C'est avec une fébrile impatience que l'Italien attendit le retour de son messager. Enfin, comme six heures sonnaient, la porte du cachot s'entrebâilla, c'était l'honnête guichetier.
--Monsieur, cria-t-il, on a trouvé le gentilhomme!...
Et il s'enfuit en courant, craignant d'être surpris.
Une joie infernale éclata sur le visage d'Exili.
--A nous deux, chevalier, murmura-t-il, à nous deux, si tu manques à ta promesse.
S'asseyant alors sur son lit, il prit d'une main ferme le terrible narcotique, le porta à ses lèvres et retomba comme foudroyé.
* * * * *
Le soir même, au moment de la première ronde de nuit, le chirurgien constata la mort du vieux prisonnier italien.
Le major général donna des ordres pour qu'on l'enterrât dès le lendemain.
Un seul homme pleura: l'honnête guichetier.
Il acheta un cierge et pieusement l'alluma devant la couchette du mort.
VII
LES AMOURS D'OLIVIER
Non loin de la place des Victoires, à deux pas de l'hôtel des Fermes, s'élevait le magnifique hôtel et s'étendaient les splendides jardins du riche financier Hanyvel, ce rival détesté de Penautier.

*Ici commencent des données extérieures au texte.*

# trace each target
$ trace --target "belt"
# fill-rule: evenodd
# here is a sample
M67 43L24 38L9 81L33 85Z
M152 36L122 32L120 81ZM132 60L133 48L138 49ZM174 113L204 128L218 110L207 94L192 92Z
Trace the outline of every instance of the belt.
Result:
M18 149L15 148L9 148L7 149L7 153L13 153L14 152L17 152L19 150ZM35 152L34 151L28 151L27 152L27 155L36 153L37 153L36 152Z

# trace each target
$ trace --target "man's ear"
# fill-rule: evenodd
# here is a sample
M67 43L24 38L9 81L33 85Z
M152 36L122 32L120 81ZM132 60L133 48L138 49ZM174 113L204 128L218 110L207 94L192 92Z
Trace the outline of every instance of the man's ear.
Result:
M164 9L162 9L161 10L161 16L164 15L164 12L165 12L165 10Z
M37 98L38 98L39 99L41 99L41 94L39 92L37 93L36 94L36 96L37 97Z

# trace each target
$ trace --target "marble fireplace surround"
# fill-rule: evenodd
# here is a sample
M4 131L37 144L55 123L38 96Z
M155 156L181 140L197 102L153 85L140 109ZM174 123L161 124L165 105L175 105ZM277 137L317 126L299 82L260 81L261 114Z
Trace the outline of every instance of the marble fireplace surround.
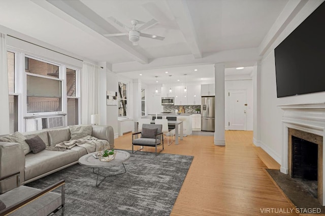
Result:
M323 148L324 140L322 139L325 135L325 102L277 106L284 111L282 119L282 151L280 171L285 174L291 173L290 168L289 168L291 167L291 154L289 153L291 136L293 135L305 140L306 137L309 137L308 141L318 145L317 199L320 204L325 206L325 187L323 187L325 186L325 160L322 159L322 155L325 155L325 148Z

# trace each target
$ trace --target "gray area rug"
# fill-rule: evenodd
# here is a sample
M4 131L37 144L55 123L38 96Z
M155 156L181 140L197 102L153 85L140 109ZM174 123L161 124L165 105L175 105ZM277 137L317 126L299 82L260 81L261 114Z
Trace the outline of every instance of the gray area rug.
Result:
M43 189L64 179L67 215L170 215L193 157L126 151L126 172L107 178L99 187L92 168L79 164L26 185ZM114 174L124 169L121 164L101 170Z

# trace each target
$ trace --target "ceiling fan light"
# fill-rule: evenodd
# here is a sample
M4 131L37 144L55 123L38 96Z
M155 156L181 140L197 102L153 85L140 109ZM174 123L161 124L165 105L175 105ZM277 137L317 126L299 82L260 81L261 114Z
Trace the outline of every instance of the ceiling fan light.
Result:
M137 31L130 31L128 32L128 39L131 42L138 42L140 38L140 33Z

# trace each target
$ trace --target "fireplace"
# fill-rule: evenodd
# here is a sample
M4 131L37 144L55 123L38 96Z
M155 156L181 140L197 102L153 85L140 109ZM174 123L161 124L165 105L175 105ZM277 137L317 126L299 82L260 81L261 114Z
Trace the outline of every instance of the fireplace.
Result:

Le quartier compris entre la rue Saint-Honoré et la rue Jean-Jacques-Rousseau était alors comme la terre natale des hommes d'argent. Comme les dévots autour du clocher de la paroisse, tous étaient venus se grouper autour de l'hôtel des Fermes, temple du Plutus de l'époque, et leurs luxueuses demeures donnaient à ces rues, qui nous paraissent aujourd'hui si étroites et si sombres, la vie et le mouvement de la richesse.
De tous ces hôtels, où s'entassaient à profusion toutes les merveilles du luxe et des arts, un des plus riches était, sans contredit, celui de messire Hanyvel, seigneur de Saint-Laurent, receveur général du clergé de France.
A prix d'or, il avait racheté de vastes terrains encombrés de sordides masures, et, comme au coup de baguette d'un enchanteur, de riants jardins ombragés de grands arbres étaient comme sortis de terre, avec leurs pelouses, leurs massifs de fleurs rares, leurs charmilles, leurs jets d'eau et leur peuple de statues.
Rien ne troublait la délicieuse solitude de ce paradis terrestre, que révélaient seuls les grands arbres qui dépassaient les murs. A force d'argent, le financier avait fait fermer toutes les fenêtres qui, des maisons voisines, dominaient son jardin, et il était bien maître et bien seul chez lui.
Seule, une petite lucarne placée presque sous les toits d'un hôtel contigu prenait jour sur l'oasis du receveur du clergé.
Cette lucarne, il ne l'avait jamais vue, et l'eût-il remarquée, que certainement il n'en eût pris aucun souci, des gens logés si haut n'existant pas pour un financier si riche.
Or, précisément à l'époque où le chevalier de Sainte-Croix fut arrêté, au sortir de l'hôtellerie du _More-qui-trompe_, un tout jeune homme, à la mine grave et austère, un peu triste même, était venu occuper le petit appartement d'où dépendait la chambre éclairée par la lucarne.
L'aspect du jardin, des pelouses, l'ombre des grands arbres l'avaient décidé, et, pour être sûr de n'être pas dépossédé, il avait payé une année d'avance, bien que ce ne fût point encore un usage établi par messieurs les propriétaires, et il n'avait pas tardé à prendre possession de son modeste logement.